Tweemaal kalveren
In Nieuw-Zeeland is het gangbaar de koeien allemaal tegelijk in de wintermaanden juli en augustus te laten kalveren. Dat is makkelijk en efficiënt en veruit de meeste melk wordt toch verwerkt. Fullerton heeft echter een andere tactiek. Hij kalft tweemaal per jaar, ook in de zomer. “Omdat vrijwel alle kalveren tegelijk geboren worden, de koeien dus tegelijk opdrogen, is de melkproductie in de winter een stuk lager. Voor de verse markt blijft er echter wel vraag naar melk.

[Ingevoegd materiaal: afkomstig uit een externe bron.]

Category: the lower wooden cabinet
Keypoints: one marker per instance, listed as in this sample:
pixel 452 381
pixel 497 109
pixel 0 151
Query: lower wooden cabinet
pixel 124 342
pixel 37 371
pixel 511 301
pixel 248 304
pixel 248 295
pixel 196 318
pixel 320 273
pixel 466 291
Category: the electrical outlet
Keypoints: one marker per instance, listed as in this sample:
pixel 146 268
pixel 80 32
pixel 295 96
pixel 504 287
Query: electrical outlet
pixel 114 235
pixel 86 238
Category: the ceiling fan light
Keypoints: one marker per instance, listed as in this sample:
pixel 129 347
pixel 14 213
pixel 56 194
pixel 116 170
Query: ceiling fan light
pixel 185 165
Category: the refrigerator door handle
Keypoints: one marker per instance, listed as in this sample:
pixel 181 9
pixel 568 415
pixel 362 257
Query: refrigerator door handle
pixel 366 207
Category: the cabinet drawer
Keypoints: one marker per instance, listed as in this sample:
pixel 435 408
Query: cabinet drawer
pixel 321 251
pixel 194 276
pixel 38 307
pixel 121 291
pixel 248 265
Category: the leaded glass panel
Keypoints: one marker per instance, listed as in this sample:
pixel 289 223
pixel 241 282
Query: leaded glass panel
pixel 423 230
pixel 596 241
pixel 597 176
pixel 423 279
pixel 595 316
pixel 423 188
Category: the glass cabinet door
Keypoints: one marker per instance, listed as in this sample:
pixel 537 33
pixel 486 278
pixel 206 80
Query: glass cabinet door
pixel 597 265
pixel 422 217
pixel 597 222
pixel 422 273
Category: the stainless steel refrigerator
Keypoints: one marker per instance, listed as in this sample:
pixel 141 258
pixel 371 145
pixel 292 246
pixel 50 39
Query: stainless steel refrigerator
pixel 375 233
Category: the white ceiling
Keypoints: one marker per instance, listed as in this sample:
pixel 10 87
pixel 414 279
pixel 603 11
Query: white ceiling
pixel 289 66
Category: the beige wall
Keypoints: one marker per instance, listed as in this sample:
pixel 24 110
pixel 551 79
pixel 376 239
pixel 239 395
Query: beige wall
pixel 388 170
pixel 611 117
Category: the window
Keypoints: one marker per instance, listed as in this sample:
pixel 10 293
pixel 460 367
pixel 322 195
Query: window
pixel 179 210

De melkprijs ligt die maanden daarom aanzienlijk hoger.” Dat tweemaal kalven wel meer werk is, deert hem niet. “Het loont zeker de moeite.”
De perioden van afkalven zijn wel intensief. Per dag komen er dan gerust 40 of 50 kalveren ter wereld. De bevalling gebeurt gewoon in het veld. Ook al kunnen de meeste dames de bevalling uitstekend alleen, toch gaat hij vaak het land op om dat te controleren. Zijn werkdag begint dan al om 4:30 uur in plaats van 5 uur en duurt tot laat in de avond. “Van alle kalfjes moet DNA afgenomen worden en ze krijgen een nummer. Zo’n twaalf uur na de geboorte breng ik ze naar de schuur. Daar blijven ze tot ze een week of zes oud zijn, dan gaan ze naar buiten’.
Nieuw-Zeelandse Fries
Een koe gaat gemiddeld vijf jaar mee. Per jaar vervangt hij 25 tot 40% van zijn veestapel. De New Zealand Friesian is volgens hem het beste ras. “De melk van de zwartbonte heeft het hoogste vetpercentage en dat wordt, in tegenstelling tot vroeger, het best betaald.” Zijn dames produceren gemiddeld 35 liter melk per dag met een percentage van 4,5% vet en 3,5% eiwit.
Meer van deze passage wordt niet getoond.